I found myself agreeing (Hoyt's better than Calame, no doubt).

Then, I confess, I found myself reverting to my usual position regarding Hoyt: vague indifference.

Then I found myself feeling a little guilty for not particularly caring.

And then I thought: Maybe it's not me, and maybe it's not really even Hoyt. Maybe it's the very idea of the public editor/ombudsman -- a position whose time may have come and gone.

We're nearing the fifth anniversary of the creation of the public-editor gig at the Times (Daniel Okrent, the first PE, was hired in 2003 in the wake of the Jayson Blair catastrophe). The Times, it's worth noting, was late to the game. As the Organization of News Ombudsmen notes on its website, The Courier-Journal and the Louisville Times put the first U.S. newspaper ombudsman to work in June 1967 (borrowing from a Japanese model), and the ONO now lists dozens of members at American newspapers.

Some four decades later, I think it might be time to pull the plug on ombudsfolk. Why? Five reasons spring immediately to mind:

Readers are doing it for themselves. At some papers, ombudsmen go by the title "reader advocate." It would have been hard to imagine even just a few years ago that readers could effectively advocate for themselves, but given the megaphone of the blogosphere, that's clearly the case. In fact, in many cases bloggers -- and energetic non-blogging readers who engage the interest of key bloggers -- can quickly gain the upper hand in defining how controversial newspaper reports are received and spun.

Chances are, Romenesko has already been there, done that. Jim Romenesko's Poynter Institute media blog is, of course, the go-to place for not only journalistic navel-gazing but serious, worthy, in-depth considerations of journalistic issues. If it really matters, chances are Romenesko has already linked it to death and posted plenty of ad hoc commentary on his letters page.
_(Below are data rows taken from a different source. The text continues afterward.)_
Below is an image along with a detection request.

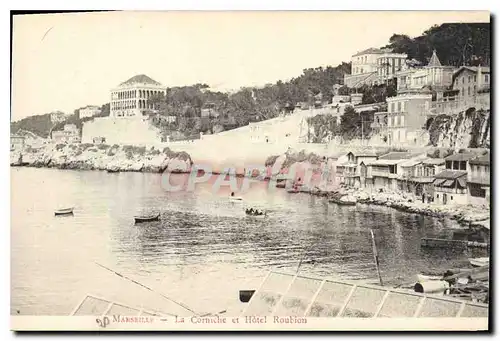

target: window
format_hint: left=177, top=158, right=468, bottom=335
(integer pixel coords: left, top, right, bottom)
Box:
left=469, top=183, right=486, bottom=198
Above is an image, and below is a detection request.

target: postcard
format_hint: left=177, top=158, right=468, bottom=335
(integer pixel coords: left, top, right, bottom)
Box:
left=10, top=11, right=492, bottom=331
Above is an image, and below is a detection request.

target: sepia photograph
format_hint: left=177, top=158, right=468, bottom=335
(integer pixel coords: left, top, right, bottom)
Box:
left=6, top=10, right=492, bottom=331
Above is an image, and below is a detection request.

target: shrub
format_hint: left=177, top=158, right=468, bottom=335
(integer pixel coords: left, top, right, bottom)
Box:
left=264, top=155, right=280, bottom=167
left=81, top=143, right=94, bottom=150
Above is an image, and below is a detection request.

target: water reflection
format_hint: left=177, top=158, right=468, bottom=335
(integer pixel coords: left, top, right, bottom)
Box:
left=11, top=168, right=484, bottom=315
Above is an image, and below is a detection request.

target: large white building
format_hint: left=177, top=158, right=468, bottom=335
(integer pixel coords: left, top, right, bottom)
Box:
left=344, top=48, right=408, bottom=88
left=110, top=75, right=167, bottom=117
left=78, top=105, right=101, bottom=119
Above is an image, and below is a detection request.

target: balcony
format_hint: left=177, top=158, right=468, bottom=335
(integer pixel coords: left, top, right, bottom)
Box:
left=467, top=173, right=490, bottom=186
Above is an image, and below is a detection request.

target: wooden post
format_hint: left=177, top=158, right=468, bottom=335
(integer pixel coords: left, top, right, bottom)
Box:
left=370, top=230, right=384, bottom=286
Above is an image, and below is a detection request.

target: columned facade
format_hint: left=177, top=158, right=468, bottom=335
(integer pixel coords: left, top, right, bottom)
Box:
left=110, top=75, right=167, bottom=117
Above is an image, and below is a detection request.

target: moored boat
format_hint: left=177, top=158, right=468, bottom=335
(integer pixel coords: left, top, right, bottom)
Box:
left=469, top=257, right=490, bottom=267
left=54, top=207, right=73, bottom=215
left=245, top=209, right=267, bottom=218
left=134, top=213, right=160, bottom=223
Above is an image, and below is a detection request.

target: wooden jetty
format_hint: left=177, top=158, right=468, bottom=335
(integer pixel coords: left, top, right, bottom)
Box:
left=420, top=238, right=490, bottom=249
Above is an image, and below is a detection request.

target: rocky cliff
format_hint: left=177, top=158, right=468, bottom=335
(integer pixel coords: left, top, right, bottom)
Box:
left=10, top=143, right=192, bottom=173
left=427, top=108, right=490, bottom=149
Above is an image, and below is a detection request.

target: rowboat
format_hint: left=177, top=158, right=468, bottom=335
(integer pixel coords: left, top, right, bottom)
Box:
left=469, top=257, right=490, bottom=267
left=134, top=213, right=160, bottom=223
left=245, top=213, right=267, bottom=219
left=329, top=198, right=356, bottom=206
left=54, top=207, right=73, bottom=215
left=417, top=274, right=443, bottom=282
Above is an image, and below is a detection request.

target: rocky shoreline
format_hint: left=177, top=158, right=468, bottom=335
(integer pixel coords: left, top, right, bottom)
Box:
left=10, top=144, right=192, bottom=173
left=310, top=188, right=490, bottom=229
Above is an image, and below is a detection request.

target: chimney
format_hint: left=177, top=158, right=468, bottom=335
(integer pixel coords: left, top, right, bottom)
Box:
left=477, top=64, right=483, bottom=90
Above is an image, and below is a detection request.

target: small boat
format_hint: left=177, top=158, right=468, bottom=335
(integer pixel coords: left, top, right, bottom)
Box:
left=240, top=290, right=255, bottom=303
left=54, top=207, right=73, bottom=215
left=276, top=181, right=286, bottom=188
left=469, top=257, right=490, bottom=267
left=246, top=213, right=267, bottom=219
left=134, top=213, right=160, bottom=223
left=245, top=209, right=267, bottom=218
left=329, top=198, right=356, bottom=206
left=417, top=274, right=443, bottom=282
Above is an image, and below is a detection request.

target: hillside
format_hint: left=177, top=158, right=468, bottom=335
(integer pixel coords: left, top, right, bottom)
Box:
left=11, top=23, right=491, bottom=140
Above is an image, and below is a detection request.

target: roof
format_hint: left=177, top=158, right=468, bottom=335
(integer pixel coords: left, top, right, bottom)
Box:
left=352, top=150, right=380, bottom=157
left=120, top=75, right=161, bottom=86
left=367, top=159, right=401, bottom=166
left=469, top=153, right=490, bottom=165
left=427, top=50, right=441, bottom=67
left=445, top=153, right=477, bottom=161
left=352, top=47, right=387, bottom=57
left=399, top=159, right=422, bottom=167
left=422, top=158, right=445, bottom=165
left=434, top=169, right=467, bottom=179
left=379, top=152, right=420, bottom=160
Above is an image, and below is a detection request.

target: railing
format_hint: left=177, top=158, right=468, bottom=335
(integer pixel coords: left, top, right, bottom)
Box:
left=436, top=186, right=467, bottom=194
left=241, top=271, right=488, bottom=319
left=467, top=174, right=490, bottom=185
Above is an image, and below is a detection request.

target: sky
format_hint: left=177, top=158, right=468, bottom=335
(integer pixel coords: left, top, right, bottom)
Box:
left=11, top=11, right=490, bottom=121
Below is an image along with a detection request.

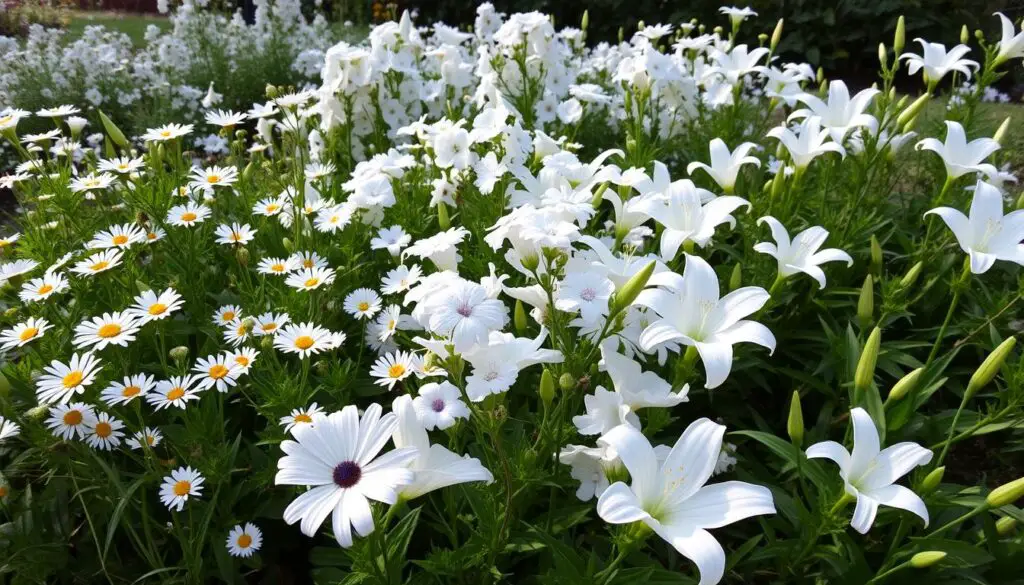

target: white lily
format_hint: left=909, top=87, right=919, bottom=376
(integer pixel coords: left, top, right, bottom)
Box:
left=754, top=215, right=853, bottom=288
left=637, top=179, right=751, bottom=261
left=768, top=116, right=846, bottom=169
left=807, top=408, right=932, bottom=534
left=391, top=394, right=495, bottom=500
left=636, top=254, right=775, bottom=388
left=925, top=180, right=1024, bottom=275
left=686, top=138, right=761, bottom=193
left=915, top=120, right=999, bottom=179
left=597, top=418, right=775, bottom=585
left=790, top=80, right=879, bottom=144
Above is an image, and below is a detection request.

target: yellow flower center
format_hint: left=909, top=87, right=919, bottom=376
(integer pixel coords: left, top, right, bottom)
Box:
left=60, top=370, right=85, bottom=389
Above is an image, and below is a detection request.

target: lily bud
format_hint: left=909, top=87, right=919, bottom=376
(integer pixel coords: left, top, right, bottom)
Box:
left=853, top=327, right=882, bottom=390
left=785, top=390, right=804, bottom=447
left=967, top=337, right=1017, bottom=398
left=857, top=275, right=874, bottom=327
left=889, top=368, right=925, bottom=402
left=985, top=477, right=1024, bottom=508
left=910, top=550, right=946, bottom=569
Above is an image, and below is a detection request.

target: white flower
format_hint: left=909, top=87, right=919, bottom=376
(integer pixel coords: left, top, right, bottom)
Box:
left=925, top=180, right=1024, bottom=275
left=274, top=404, right=418, bottom=548
left=597, top=418, right=775, bottom=585
left=636, top=254, right=775, bottom=388
left=807, top=408, right=932, bottom=534
left=754, top=215, right=853, bottom=288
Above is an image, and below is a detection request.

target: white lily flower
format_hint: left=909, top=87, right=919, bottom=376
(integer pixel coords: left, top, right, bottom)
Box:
left=635, top=254, right=775, bottom=389
left=807, top=408, right=932, bottom=534
left=391, top=394, right=495, bottom=500
left=597, top=418, right=775, bottom=585
left=925, top=180, right=1024, bottom=275
left=768, top=116, right=846, bottom=169
left=637, top=179, right=751, bottom=261
left=915, top=120, right=999, bottom=179
left=754, top=215, right=853, bottom=288
left=790, top=80, right=879, bottom=144
left=686, top=138, right=761, bottom=193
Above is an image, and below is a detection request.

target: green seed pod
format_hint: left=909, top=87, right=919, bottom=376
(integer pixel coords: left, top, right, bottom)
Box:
left=785, top=390, right=804, bottom=447
left=967, top=337, right=1017, bottom=398
left=985, top=477, right=1024, bottom=508
left=853, top=327, right=882, bottom=390
left=910, top=550, right=946, bottom=569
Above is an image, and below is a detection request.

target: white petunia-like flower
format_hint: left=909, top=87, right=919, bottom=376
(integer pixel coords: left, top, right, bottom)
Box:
left=597, top=418, right=775, bottom=585
left=274, top=404, right=418, bottom=548
left=807, top=408, right=932, bottom=534
left=754, top=215, right=853, bottom=288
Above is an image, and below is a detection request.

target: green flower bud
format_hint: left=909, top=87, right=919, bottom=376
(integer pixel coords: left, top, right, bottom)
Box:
left=785, top=390, right=804, bottom=447
left=967, top=337, right=1017, bottom=398
left=853, top=327, right=882, bottom=390
left=985, top=477, right=1024, bottom=508
left=910, top=550, right=946, bottom=569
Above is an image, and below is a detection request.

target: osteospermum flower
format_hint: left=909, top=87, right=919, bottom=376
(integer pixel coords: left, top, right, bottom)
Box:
left=99, top=374, right=156, bottom=406
left=85, top=412, right=125, bottom=451
left=160, top=467, right=206, bottom=512
left=74, top=311, right=139, bottom=349
left=145, top=376, right=199, bottom=410
left=344, top=289, right=381, bottom=319
left=0, top=317, right=53, bottom=349
left=71, top=249, right=123, bottom=276
left=46, top=403, right=96, bottom=441
left=36, top=353, right=100, bottom=404
left=226, top=523, right=263, bottom=558
left=126, top=289, right=184, bottom=325
left=285, top=268, right=335, bottom=291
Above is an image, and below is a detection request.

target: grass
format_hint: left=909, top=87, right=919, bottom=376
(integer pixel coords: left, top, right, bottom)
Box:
left=68, top=10, right=171, bottom=47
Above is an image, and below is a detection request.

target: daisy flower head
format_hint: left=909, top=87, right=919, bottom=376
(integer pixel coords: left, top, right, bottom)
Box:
left=0, top=317, right=53, bottom=349
left=71, top=248, right=124, bottom=276
left=142, top=123, right=193, bottom=142
left=370, top=225, right=413, bottom=256
left=46, top=403, right=96, bottom=441
left=214, top=221, right=257, bottom=246
left=99, top=374, right=156, bottom=407
left=160, top=467, right=206, bottom=512
left=370, top=351, right=417, bottom=390
left=253, top=312, right=292, bottom=336
left=273, top=323, right=336, bottom=359
left=73, top=310, right=140, bottom=349
left=226, top=523, right=263, bottom=558
left=274, top=404, right=418, bottom=547
left=281, top=403, right=327, bottom=432
left=85, top=412, right=125, bottom=451
left=17, top=273, right=70, bottom=302
left=145, top=376, right=200, bottom=410
left=413, top=381, right=469, bottom=430
left=193, top=353, right=242, bottom=392
left=36, top=353, right=100, bottom=405
left=344, top=289, right=381, bottom=319
left=256, top=258, right=299, bottom=276
left=167, top=201, right=211, bottom=227
left=85, top=223, right=145, bottom=249
left=126, top=288, right=184, bottom=325
left=381, top=264, right=423, bottom=294
left=125, top=426, right=164, bottom=450
left=285, top=268, right=335, bottom=291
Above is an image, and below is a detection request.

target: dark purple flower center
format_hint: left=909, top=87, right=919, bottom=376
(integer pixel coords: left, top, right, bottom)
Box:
left=334, top=461, right=362, bottom=488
The larger online conversation about media personified and enabled by Romenesko effectively makes any newspaper's public-editor column seem both parochial and anemic.

Journalists and editors are doing it for themselves. In the recent past, senior citizens, unemployed cranks and other gadflies were the people most likely to bother writing letters to newspaper editors. Now, of course, plenty of average people of all ages directly engage with journalists and editors through e-mail and especially website comments. And the best newspaper people are addressing that feedback directly (the Times certainly did regarding its controversial January report about John McCain's rumored extramarital affair). That's the way it should be.

Ombudsmen are (sorry) boring as hell. Comes with the territory, I suppose, given that newspaper management invariably expects ombudsfolk to be sober, seasoned, borderline-elderly paternal/maternal types. That sort of pedantic sensibility is just dated and tone-deaf -- and at odds with how newspapers should be engaging with their newly empowered readers.

The money's better spent elsewhere. My message to newspaper executives: There is no shortage of people who are all too happy to second-guess your coverage; they're doing it every day, every hour, every minute. Graciously accept -- even celebrate -- their contributions, and make plenty of space for them online and in print.

And then spend your dwindling budgets on reporting -- instead of reporting on your reporting.